Of course, some folks call it “star” or some other word beginning with “aster” (which means “star”). And what would computing be without bugs? And when you encounter a real live bug and memorialize it onto your computer screen with your hand, the result is sufficiently asterisk-like that you might, as some folks do, call it, “splat!”

But that splat means something different in each ESM. In RACF it means between one and eight of any characters excluding dots (periods).  In ACF2 it means exactly one of any character—or none if it’s immediately before a dot or at the end of a dataset or other resource name. And in TSS it means zero to eight of any character, including dots!

In case your head is beginning to spin, I’ve put together the following table to allow you to cross-reference the ESMs and their wildcards. So if you want to take a break, glance it over for a second, and then we’ll take a detour into the world of regular expressions.

Regular Expressions

A regular expression is a sequence of characters that specifies a search pattern. The concept was originally developed in 1951, and was elaborated variously in compilers, editors, command lines, and other contexts, resulting in some standards for how to construct them that emerged in the 1980’s and have been added to since.

At the heart of regular expressions is the concept of the wildcard character, which Wikipedia tells us, “is a kind of placeholder represented by a single character, such as an asterisk (*), which can be interpreted as a number of literal characters or an empty string. It is often used in file searches so the full name need not be typed.”

Here’s the thing: RACF, ACF2 and TSS were developed in the late 1970’s and early 1980’s—before regular expressions had settled into accepted standards. But wildcards were already an idea that people used. But just like in card games, where there is no one card that is universally “the” wildcard, so in mainframe security, there was no settled wildcard standard in the first two decades of System/360 and its various OSes and succeeding hardware platforms.

Thus, even the ubiquitous splat, while it showed up as the ace of wildcards, doesn’t suit every purpose. But it does suit purposes beyond substituting characters in text strings.

For example, sometimes it is used as a parameter, which couldn’t be combined with other characters, but just means variously, “whatever fits the bill,” or “everything of this kind,” or even “the last thing I was just working with,” depending on context and which ESM.

Dot’s Dot

One of the funny things about the unique personalities of the three ESMs is how they treat periods, or dots, in dataset and similar resource names.

RACF could have “Respect the Dot!” tattooed on it, probably right under an accompanying tattoo of the IBM logo. But then, that’s kind of how IBM mainframe software that was written by IBM often thinks: everybody do your part to enforce the standards!
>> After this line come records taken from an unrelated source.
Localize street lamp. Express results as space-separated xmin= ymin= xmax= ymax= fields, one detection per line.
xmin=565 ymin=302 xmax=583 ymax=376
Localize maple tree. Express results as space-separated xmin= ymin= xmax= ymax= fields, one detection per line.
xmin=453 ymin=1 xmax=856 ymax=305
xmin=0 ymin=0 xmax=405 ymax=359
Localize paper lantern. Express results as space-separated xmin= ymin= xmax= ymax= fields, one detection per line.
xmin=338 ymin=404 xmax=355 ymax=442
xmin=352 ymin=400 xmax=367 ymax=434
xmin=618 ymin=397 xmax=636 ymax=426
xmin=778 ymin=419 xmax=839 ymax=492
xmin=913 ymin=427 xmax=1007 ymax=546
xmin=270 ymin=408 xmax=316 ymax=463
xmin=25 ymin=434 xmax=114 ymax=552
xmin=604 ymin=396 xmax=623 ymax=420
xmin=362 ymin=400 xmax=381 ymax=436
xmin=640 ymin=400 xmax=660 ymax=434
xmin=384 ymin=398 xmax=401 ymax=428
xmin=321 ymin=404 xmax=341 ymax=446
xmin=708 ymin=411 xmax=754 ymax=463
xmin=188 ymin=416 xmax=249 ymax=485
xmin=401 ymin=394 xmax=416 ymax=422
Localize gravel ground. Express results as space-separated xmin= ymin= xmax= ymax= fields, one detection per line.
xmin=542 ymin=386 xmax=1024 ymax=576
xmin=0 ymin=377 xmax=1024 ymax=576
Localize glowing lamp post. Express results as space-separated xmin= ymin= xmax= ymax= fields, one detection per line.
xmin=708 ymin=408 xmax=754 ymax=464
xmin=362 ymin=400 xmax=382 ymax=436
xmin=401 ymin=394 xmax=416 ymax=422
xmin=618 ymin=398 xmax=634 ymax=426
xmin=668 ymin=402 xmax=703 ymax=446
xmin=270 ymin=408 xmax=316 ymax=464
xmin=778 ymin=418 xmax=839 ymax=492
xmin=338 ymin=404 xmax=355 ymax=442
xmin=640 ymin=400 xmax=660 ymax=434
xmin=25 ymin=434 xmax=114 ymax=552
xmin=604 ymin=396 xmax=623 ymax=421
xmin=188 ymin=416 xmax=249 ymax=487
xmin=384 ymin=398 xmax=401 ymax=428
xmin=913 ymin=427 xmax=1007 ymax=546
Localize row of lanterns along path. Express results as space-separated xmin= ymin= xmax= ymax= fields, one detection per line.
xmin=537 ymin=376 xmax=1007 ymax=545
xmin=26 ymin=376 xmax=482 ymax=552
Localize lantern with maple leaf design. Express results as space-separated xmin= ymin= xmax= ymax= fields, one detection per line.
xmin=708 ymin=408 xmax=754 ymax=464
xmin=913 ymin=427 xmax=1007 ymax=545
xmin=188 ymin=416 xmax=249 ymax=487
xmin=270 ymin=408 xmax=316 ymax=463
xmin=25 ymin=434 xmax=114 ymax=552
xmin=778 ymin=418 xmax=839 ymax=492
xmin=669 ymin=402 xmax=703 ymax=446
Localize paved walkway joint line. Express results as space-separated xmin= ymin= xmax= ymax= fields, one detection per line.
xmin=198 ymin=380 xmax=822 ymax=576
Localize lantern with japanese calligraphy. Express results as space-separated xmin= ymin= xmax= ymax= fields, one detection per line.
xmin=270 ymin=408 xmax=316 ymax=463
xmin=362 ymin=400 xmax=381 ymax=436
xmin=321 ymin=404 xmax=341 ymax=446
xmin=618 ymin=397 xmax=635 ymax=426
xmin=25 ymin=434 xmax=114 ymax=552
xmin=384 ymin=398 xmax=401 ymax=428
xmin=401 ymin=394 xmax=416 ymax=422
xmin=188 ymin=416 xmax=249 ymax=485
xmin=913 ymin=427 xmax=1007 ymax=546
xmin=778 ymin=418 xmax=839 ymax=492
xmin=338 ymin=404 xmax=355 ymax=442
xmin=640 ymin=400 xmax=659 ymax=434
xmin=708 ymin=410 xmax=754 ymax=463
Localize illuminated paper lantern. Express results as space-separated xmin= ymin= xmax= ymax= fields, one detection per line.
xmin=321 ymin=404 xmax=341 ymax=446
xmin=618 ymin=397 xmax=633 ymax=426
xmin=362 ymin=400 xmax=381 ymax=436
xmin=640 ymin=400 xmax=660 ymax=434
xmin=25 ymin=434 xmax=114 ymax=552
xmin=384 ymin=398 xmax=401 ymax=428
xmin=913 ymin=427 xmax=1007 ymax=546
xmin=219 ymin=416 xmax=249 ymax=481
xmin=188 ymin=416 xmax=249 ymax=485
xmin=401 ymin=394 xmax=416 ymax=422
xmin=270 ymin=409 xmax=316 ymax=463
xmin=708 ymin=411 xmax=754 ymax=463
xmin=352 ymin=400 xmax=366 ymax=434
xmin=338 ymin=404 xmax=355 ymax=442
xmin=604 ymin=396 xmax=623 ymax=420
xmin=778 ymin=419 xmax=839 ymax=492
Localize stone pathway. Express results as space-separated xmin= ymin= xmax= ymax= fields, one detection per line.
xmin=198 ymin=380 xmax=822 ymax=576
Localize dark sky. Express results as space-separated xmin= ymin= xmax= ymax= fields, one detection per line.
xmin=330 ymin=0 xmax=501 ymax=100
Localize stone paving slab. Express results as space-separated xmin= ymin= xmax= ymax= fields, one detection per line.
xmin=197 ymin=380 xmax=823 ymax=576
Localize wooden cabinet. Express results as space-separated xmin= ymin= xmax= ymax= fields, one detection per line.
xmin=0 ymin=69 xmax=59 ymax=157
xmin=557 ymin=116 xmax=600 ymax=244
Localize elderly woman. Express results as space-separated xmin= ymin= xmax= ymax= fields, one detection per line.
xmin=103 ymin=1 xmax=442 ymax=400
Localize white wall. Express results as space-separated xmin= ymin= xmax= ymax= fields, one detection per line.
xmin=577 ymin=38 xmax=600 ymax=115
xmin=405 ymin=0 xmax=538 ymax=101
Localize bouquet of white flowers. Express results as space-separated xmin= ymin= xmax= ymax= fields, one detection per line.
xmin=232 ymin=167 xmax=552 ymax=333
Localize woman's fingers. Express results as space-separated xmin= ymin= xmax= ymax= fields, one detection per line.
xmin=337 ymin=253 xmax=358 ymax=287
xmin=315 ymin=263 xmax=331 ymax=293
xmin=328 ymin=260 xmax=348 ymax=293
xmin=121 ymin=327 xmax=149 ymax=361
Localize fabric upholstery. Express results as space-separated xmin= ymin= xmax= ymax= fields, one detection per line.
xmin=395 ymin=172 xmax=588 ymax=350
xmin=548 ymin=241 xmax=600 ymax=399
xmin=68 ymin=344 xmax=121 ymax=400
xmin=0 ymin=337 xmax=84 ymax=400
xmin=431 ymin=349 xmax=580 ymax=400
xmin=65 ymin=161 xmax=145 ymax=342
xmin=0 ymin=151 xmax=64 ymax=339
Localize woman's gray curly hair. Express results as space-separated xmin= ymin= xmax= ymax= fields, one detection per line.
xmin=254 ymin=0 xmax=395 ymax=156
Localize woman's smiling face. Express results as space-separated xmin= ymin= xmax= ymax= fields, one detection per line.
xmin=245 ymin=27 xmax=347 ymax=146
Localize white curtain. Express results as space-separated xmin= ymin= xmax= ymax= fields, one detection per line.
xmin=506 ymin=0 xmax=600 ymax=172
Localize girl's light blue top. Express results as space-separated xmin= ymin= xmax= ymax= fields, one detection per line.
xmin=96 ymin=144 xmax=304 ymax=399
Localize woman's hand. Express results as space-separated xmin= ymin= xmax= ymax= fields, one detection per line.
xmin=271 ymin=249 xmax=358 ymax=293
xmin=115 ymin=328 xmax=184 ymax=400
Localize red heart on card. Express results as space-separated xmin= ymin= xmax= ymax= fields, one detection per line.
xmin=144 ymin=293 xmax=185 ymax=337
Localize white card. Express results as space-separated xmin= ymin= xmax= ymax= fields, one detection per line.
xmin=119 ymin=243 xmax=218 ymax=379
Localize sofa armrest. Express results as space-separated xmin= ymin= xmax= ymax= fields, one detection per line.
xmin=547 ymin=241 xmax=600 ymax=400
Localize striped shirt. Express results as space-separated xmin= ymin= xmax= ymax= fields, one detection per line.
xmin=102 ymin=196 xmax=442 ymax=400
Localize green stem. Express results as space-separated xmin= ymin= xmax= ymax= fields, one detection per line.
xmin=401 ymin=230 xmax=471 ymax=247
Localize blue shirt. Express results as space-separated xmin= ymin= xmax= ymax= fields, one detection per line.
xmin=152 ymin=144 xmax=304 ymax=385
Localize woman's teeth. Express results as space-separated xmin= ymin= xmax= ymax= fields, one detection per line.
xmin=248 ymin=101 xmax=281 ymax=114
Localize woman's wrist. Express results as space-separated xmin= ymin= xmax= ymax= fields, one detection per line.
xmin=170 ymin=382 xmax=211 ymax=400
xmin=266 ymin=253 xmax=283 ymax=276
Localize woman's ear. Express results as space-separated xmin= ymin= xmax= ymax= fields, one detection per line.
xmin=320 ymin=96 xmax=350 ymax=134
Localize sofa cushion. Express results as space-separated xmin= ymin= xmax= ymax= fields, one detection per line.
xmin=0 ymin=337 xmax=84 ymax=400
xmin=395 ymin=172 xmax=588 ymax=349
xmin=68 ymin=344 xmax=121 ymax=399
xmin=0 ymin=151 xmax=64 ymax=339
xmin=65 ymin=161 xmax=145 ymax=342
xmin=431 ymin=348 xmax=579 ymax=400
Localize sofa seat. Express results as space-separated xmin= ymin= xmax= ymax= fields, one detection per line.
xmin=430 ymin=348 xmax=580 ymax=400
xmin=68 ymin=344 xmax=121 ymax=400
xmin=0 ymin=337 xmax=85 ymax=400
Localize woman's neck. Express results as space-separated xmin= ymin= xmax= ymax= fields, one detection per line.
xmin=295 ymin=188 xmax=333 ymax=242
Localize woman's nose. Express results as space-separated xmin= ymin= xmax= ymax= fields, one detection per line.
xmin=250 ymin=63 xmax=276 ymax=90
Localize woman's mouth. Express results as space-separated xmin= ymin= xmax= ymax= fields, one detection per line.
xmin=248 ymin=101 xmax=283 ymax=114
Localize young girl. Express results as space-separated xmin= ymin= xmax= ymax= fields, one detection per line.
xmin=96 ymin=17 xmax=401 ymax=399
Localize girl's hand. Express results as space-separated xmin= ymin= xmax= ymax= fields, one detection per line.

If dataset names must follow a specific format and dots are part of that, then security permissions must do their share, and recognize that the dot is more than just another character.

That’s funny from a non-mainframe perspective, because the dot has a different meaning in standard regular expressions—but it’s already reserved on our platform for separating “qualifiers” or “nodes” in dataset names, in that familiar one to eight characters optionally followed by a dot and one to eight more characters, repeatable up to a maximum of 44 characters.

That said, the star of RACF submits to the dot, at least when it’s solo. One star can represent any one to eight legitimate characters in a dataset name, except for the dot. But it does gang up when beside itself, as a double-star system implies anything at the end of a dataset name (or other resource name).

ACF2’s star not only doesn’t represent a dot: it can shrink from an encounter with one! Anywhere other than at the end of a string or immediately before a dot, an ACF2 asterisk is one and only one character. But it can become zero characters at the end of a qualifier.

TSS has no truck with such nonsense. That’s partly because TSS considers it plain that dataset names (and most other resource names) are just a prefixes, so you don’t need a train of trailing stars or anything else. And inside the string that represents dataset (or other resource) names, the star and dash are like the cartoon characters Asterix and Obelix—capable of anything—up to eight or 24 characters, of course.

There Can Only Be One!

We may have burnt out the ACF2 star’s roles by now, but there’s a % of the wildcard work under RACF that is also a plus under TSS. Namely, of course, that “%” under RACF is exactly one of any character, while “+” does that job under TSS.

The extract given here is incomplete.